1948 - Vision protéiforme
N. Lygeros
« Car un homme peut être bien
proportionné, ou gros et court, ou long et mince, ou moyen ; et qui ne
tient pas compte de cette variété fait toujours ses personnages selon le même
patron, de sorte qu’ils paraissent frères, ce qui est fort blâmable. »
Leonardo da Vinci
Au delà de la
spécialisation et de la technique se trouvent l’universalité et la science
conçue comme un art. Leonardo da Vinci met, cette fois, en évidence la vision
protéiforme de l’artiste qui doit être capable de différencier le semblable, de
distinguer le comparable afin d’aller par delà l’invraisemblable et d’atteindre
l’incomparable. L’artiste doit être capable de connaître, au sens étymologique
du terme, l’objet de son œuvre. Cette dernière ne peut être une pâle copie de
l’objet initial. Celui-ci doit être saisi dans son ensemble, de manière
holistique afin de mettre en exergue ses singularités caractéristiques. Aussi
le moindre détail devient un indice sur lequel va se construire l’œuvre de
l’artiste. L’idée n’est pas la ressemblance de l’étranger mais la différence du
connu. Le visage peint par l’artiste doit être caractéristique afin d’être
identifiable. Seulement cela dépend fortement de la capacité cognitive de
comprendre le fonctionnement essentiel de l’autre. Le visage d’un homme n’est
pas seulement un ensemble de traits. Il s’agit plutôt d’un amalgame de lignes
de vie. Et c’est cet amalgame que l’artiste doit saisir dans toute sa
profondeur. Chaque élément doit être interprété comme un sous-ensemble de
diversité temporelle. Aussi il est nécessaire pour l’artiste d’avoir lui-même
une vision protéiforme afin de rendre plus efficace son regard mais aussi
l’exécution de la main. Il doit s’attacher à la cohérence des constituants pour
développer sa matière à penser sur son tableau. Il transcrit les éléments d’une
vie non pas dans une version réaliste mais dans un cadre cognitif.
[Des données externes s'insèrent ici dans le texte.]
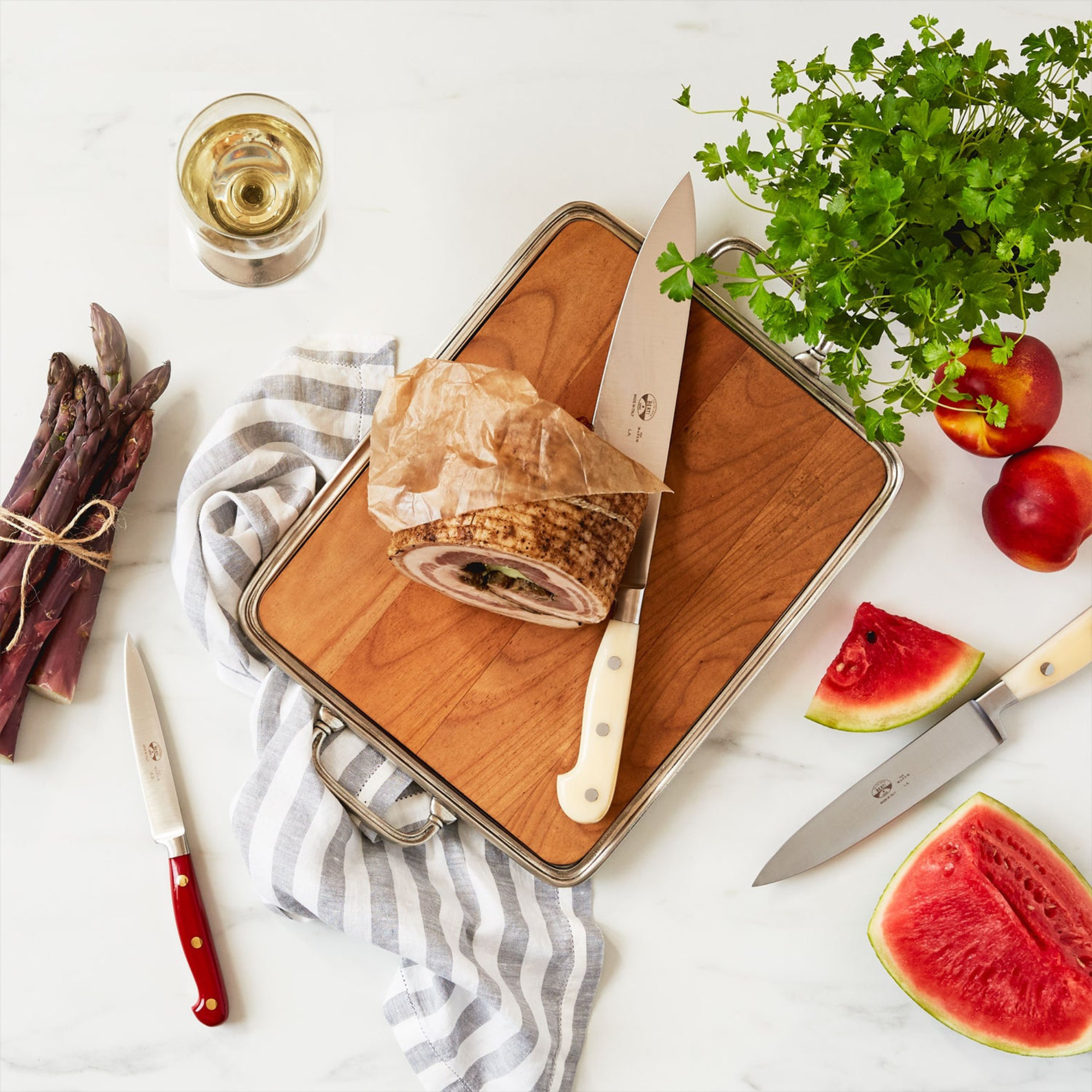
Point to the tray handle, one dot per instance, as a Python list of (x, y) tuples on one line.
[(813, 358), (325, 728)]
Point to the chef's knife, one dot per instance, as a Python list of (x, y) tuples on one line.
[(934, 758), (634, 413), (169, 829)]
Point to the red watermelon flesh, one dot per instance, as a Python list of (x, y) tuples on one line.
[(891, 671), (989, 928)]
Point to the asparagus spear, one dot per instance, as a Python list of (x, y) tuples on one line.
[(26, 501), (60, 588), (113, 352), (57, 506), (10, 728), (57, 669), (61, 379)]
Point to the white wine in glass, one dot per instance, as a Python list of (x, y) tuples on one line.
[(251, 173)]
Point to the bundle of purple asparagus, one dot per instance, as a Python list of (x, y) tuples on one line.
[(58, 520)]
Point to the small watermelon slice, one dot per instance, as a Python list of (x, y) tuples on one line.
[(989, 928), (891, 671)]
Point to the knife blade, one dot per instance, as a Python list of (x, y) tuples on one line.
[(931, 761), (635, 413), (165, 817)]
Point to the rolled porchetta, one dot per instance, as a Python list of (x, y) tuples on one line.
[(555, 563)]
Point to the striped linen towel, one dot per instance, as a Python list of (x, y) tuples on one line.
[(498, 969)]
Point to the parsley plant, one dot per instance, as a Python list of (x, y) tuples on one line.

Aussi les
limites de l’artiste dans le cadre léonardien, proviennent avant tout de son
intelligence. Car il ne voit que ce qu’il comprend. Et l’immortalité de
l’instant n’a de sens que dans l’éphémère. Leonardo da Vinci recherche l’humain
dans la divergence des simplicités et la complexité du simple. Il ne regarde
pas seulement l’objet du portrait, il voit l’entité humaine. Son approche
rejette donc le style simpliste. Elle transcende les codes formels pour toucher
ce que nous nommons art véritable. L’aspect authentique de sa vision est
d’autant plus vrai qu’il est démontré par ses réalisations picturales. Il ne se
pose donc pas seulement en mentor mais aussi en maître capable de construire le
concept et créer l’idée de l’art.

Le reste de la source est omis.